Let $p$ be a prime number. Then, for each $r \in \mathbb Z$ with $0 < r < p$, there exists $m \in \mathbb Z$ such that $mr = 1 + pn$ for some $n \in \mathbb Z$.

My attempt:

By repeated use of Euclidean algorithm, there exist positive numbers $r_{0}, \ldots, r_{k}$ and $q, q_{0}, \ldots, q_{k}$ such that $r>r_{0}>r_{1}>\cdots>r_{k} \ge 0$ and
$$\begin{aligned}
  p       &= q r             &&+ r_0 \\
  r       &= q_0 r_0         &&+ r_1 \\
  r_0     &= q_1 r_1         &&+ r_2 \\
  r_k     &= q_{k+1} r_{k+1} &&+ r_{k+2} \\
          &\mathrel{\vdots} \\
  r_{k+1} &= q_{k+2} r_{k+2}
  \end{aligned}$$
It follows that $r_{j}=m_{j} r+n_{j} p$ for $j=0, \ldots, k+2$ with $m_{j}, n_{j} \in \mathbb{Z}$.
We prove that $r_{k+2} = 1$. If not, $\overline p \mid r_{k+2}$  for some prime number $\overline p$. Then $\overline p \mid r_{k+1}$ and thus $\overline p \mid r_k$. By induction, $\overline p \mid r_0$ and $\overline p \mid r$. As a result, $\overline p \mid p$, which is a contradiction.
So $r_{k+2} = 1 = m_{k+2} r + n_{k+2} p$ or $m_{k+2} r = 1 + p(-n_{k+2})$.


My questions:


*

*Does my attempt look fine or contain any logical gaps?
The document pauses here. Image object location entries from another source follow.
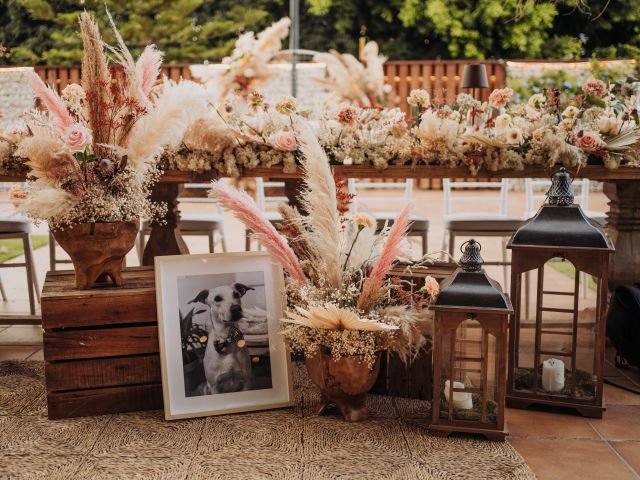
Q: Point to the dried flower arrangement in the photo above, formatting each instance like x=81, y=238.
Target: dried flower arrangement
x=358, y=83
x=248, y=62
x=339, y=294
x=92, y=153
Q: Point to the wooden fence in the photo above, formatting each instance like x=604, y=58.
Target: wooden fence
x=441, y=78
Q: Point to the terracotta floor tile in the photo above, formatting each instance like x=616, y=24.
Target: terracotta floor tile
x=21, y=335
x=16, y=352
x=620, y=422
x=533, y=423
x=618, y=396
x=572, y=459
x=630, y=451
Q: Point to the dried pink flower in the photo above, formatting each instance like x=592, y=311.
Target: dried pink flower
x=595, y=88
x=500, y=97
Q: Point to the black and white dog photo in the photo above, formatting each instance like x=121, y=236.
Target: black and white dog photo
x=223, y=325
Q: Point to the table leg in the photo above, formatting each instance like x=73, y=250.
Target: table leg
x=623, y=227
x=292, y=187
x=165, y=239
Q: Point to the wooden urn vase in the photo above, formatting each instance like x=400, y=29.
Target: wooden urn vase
x=343, y=382
x=98, y=249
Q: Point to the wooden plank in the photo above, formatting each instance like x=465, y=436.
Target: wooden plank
x=104, y=401
x=102, y=372
x=95, y=343
x=65, y=306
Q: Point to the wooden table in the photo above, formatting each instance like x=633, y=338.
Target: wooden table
x=621, y=187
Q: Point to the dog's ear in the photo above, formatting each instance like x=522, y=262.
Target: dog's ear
x=201, y=297
x=242, y=289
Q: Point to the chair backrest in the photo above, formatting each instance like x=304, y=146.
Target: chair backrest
x=263, y=200
x=536, y=193
x=499, y=199
x=404, y=190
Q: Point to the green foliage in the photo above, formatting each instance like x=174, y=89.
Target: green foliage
x=45, y=31
x=190, y=31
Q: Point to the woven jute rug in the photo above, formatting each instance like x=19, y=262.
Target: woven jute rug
x=281, y=444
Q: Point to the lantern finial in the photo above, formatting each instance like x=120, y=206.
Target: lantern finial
x=471, y=260
x=561, y=192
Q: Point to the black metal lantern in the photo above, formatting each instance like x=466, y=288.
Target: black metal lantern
x=470, y=351
x=474, y=75
x=557, y=356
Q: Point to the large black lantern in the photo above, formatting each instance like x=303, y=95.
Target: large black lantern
x=556, y=356
x=470, y=351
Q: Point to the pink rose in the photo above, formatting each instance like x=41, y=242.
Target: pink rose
x=500, y=97
x=595, y=88
x=590, y=142
x=77, y=137
x=284, y=141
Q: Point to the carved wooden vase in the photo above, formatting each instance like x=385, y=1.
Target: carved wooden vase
x=98, y=249
x=343, y=382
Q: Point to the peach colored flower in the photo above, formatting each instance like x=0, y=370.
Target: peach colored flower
x=17, y=195
x=77, y=137
x=432, y=286
x=363, y=220
x=347, y=116
x=73, y=93
x=595, y=88
x=500, y=97
x=284, y=141
x=590, y=142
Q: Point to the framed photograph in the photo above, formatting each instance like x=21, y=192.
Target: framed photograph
x=220, y=350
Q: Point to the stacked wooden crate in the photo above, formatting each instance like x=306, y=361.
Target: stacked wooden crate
x=101, y=346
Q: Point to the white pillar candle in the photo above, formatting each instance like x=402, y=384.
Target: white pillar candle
x=553, y=375
x=461, y=400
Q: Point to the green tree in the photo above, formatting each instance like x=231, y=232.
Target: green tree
x=46, y=31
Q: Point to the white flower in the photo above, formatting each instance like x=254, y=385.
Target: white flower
x=608, y=125
x=570, y=111
x=503, y=121
x=537, y=100
x=77, y=137
x=514, y=136
x=418, y=97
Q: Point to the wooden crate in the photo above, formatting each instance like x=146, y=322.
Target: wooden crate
x=413, y=380
x=101, y=346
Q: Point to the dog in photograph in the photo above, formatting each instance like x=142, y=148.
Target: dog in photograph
x=227, y=365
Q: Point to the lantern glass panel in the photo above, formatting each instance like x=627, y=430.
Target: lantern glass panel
x=474, y=358
x=564, y=338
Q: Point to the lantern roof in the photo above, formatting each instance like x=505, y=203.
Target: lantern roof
x=559, y=223
x=469, y=287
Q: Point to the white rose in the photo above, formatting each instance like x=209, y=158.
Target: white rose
x=570, y=111
x=77, y=137
x=503, y=121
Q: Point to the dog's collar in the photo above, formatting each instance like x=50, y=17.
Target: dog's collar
x=235, y=335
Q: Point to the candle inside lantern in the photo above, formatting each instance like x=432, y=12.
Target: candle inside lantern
x=461, y=400
x=553, y=375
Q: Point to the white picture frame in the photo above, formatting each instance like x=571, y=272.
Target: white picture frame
x=220, y=383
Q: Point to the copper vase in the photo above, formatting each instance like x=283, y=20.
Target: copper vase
x=343, y=382
x=98, y=249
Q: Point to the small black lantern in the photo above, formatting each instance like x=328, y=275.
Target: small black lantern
x=557, y=357
x=470, y=351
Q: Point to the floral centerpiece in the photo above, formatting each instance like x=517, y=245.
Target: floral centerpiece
x=342, y=311
x=91, y=153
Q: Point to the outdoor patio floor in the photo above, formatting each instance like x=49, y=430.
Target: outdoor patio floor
x=556, y=445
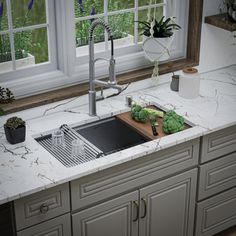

*Is it possible to generalize this lemma to

Ver1: Let $p$ be a prime number. Then, for $r,r' \in \mathbb Z$ with $0 < r,r' <p$, there exists $m \in \mathbb Z$ such that $mr = r' + pn$ for some $n \in \mathbb Z$.

and

Ver2: Let $p$ be a positive integer. Then, for $r,r' \in \mathbb Z$ with $0 < r,r' <p$, there exists $m \in \mathbb Z$ such that $mr = r' + pn$ for some $n \in \mathbb Z$.

Thank you for your help!
 A: Your lemma is basically fine except for a few small points. Your initial conditions are only for indices up to $k$, but you use up to $k + 2$. Also, your $3$ vertical dots should be up one row. As Fergns indicates, your lemma is related to Bézout's identity.
FYI, what you're basically trying to prove is that, modulo each prime $p$,  each non-zero integer has a multiplicative inverse. This fairly easy to verify by noting for any $0 \lt r \lt p$ that each residue of $mr$ among $0 \lt m \lt p$ are unique (if not, then if $m_1r$ and $m_2r$ have the same residue, $(m_1 - m_2)r$ must be a multiple of $p$, which is not possible). Since there are $p - 1$ values of $m$ and $p - 1$ non-zero residues, then one of them must be $1$. For this $m$, $mr \equiv 1 \pmod p$ means there exists an $n \in \mathbb{Z}$ such that $mr = 1 + pn$.
As for your first generalization, Ver1, I don't see any way to directly use your lemma to prove what you're asking for. The problem is that you can't generally assume that any of the $r_j$ will be the same, or in any way connected, to $r'$. However, note that the lemma says that $mr = 1 + pn$, so multiplying by $r'$ gives $(mr')r = r' + p(nr')$, so you can use $m' = mr' \in \mathbb{Z}$ and $n' = nr' \in \mathbb{Z}$.
With your second generalization, Ver2, the result is not always true. Since $mr - pn = r'$, as $\gcd(r,n)$ divides the left side, it must divide the right side, i.e., $\gcd(r,n) \mid r'$. The condition that $n$ is a prime is important to ensure that $\gcd(r,n) = 1$ so it'll divide all $r'$. Otherwise, for example, if $n = 4, r = 2, r' = 3$, then $\gcd(2,4) = 2 \nmid 3$, with this resulting in $2m = 3 + 4n$ not being solvable due to the left side being an even integer and the right side being an odd one.